US-based rights watchdog Freedom House has released its annual “Freedom in the World” rankings for the past year in which Burma, or Myanmar, was singled out as one of the most improved nations in the world in terms of civil liberties and political rights.
Freedom House pointed to the emergence of Aung San Suu Kyi’s National League for Democracy in parliamentary by-elections, and said the party was allowed to campaign with considerable freedom, winning nearly all of the seats at stake.
The report said that nevertheless, the ruling Union Solidarity and Development Party retains an overwhelming majority in the legislature, and “the military’s outsized power is still entrenched in the constitution and in practice.”

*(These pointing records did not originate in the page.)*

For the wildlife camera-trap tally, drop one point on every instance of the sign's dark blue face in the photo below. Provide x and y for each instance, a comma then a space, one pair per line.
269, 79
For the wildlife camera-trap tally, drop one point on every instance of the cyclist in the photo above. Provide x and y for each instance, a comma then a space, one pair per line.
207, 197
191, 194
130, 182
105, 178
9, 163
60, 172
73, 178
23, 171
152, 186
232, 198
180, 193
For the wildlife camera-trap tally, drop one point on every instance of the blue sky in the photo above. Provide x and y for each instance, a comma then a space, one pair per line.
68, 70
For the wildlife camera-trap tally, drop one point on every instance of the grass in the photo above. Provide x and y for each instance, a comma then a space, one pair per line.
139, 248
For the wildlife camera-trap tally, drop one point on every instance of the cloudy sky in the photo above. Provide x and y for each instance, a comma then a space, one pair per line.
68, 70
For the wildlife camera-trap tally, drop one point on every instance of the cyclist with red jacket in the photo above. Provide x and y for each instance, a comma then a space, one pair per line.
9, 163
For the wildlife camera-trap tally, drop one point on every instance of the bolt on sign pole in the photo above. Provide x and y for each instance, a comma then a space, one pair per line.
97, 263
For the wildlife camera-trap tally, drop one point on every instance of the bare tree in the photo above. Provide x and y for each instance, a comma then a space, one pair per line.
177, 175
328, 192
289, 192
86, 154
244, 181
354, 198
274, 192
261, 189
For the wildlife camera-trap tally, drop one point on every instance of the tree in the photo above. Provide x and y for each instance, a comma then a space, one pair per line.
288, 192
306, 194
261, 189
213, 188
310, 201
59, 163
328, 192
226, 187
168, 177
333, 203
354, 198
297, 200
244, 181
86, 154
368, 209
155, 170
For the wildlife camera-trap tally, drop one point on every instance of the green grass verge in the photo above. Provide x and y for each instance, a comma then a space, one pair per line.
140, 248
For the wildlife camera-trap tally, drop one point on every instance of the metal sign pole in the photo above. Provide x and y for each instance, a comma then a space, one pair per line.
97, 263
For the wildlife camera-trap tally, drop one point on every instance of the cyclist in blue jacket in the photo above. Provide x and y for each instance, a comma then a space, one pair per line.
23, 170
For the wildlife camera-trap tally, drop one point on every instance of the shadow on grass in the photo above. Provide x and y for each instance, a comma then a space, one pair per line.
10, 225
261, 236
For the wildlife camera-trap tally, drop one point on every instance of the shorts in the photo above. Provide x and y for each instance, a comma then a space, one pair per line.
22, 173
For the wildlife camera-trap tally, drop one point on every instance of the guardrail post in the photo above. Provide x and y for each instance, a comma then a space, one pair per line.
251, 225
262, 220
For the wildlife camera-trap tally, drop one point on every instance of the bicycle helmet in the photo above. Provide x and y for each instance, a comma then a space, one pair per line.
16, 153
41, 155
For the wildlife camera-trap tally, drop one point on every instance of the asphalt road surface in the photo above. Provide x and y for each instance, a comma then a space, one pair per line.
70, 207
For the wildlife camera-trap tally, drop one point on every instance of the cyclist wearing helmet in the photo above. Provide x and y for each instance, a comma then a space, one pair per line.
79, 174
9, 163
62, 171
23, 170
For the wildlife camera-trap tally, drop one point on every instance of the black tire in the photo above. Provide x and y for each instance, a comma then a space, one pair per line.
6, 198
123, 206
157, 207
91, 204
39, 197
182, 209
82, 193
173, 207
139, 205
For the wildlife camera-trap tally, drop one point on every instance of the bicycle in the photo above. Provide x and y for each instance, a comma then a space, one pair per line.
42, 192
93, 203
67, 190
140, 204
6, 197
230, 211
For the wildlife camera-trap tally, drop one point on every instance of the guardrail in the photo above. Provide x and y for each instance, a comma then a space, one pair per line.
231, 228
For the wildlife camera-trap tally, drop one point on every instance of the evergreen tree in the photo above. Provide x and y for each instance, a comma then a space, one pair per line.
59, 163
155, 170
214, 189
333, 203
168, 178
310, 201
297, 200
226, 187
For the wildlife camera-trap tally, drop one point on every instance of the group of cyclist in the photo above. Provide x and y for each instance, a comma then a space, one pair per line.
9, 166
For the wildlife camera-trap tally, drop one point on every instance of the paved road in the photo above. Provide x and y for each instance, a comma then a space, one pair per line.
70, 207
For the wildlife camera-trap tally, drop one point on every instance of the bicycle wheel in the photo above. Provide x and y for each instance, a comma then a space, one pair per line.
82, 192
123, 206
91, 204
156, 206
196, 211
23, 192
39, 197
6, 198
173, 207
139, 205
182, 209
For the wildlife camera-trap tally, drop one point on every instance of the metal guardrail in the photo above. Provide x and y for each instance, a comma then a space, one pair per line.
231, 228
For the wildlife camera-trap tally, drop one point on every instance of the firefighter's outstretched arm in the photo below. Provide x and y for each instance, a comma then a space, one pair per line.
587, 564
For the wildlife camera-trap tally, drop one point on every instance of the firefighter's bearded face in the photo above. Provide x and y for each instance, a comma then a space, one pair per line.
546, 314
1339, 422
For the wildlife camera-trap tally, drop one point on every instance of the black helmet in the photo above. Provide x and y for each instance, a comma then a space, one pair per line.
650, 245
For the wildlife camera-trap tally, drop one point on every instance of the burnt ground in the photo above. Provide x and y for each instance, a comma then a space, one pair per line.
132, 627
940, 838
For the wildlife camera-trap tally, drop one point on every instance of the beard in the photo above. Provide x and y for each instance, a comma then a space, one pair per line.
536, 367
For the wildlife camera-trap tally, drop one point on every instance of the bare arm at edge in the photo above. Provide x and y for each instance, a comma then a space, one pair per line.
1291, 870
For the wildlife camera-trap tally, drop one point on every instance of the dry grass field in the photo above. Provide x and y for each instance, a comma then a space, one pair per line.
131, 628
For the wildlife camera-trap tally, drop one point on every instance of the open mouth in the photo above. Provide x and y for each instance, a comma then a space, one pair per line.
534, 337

With regard to civil liberties, the report said that freedoms of expression and association have improved markedly in the last two years, “but they depend more on current government policy than on deep institutional changes, and the authorities continue to employ repressive crowd-control measures at demonstrations, violate workers’ rights, restrict the operations of NGOs, tolerate land grabbing, and hinder judicial independence.”
However, despite those issues, as well as the continuing conflict in Kachin State, and the sectarian violence in Rakhine State, the report noted: “For all its lingering problems, Burma has now surpassed China on both political rights and civil liberties.”
The Washington-based group says its Freedom in the World survey provides an annual evaluation of the progress and decline of freedom in 195 countries and 14 related and disputed territories.
“The survey, which includes both analytical reports and numerical ratings, measures freedom according to two broad categories: political rights and civil liberties. Political rights ratings are based on an evaluation of three subcategories: electoral process, political pluralism and participation, and functioning of government. Civil liberties ratings are based on an evaluation of four subcategories: freedom of expression and belief, associational and organizational rights, rule of law, and personal autonomy and individual rights,” it said.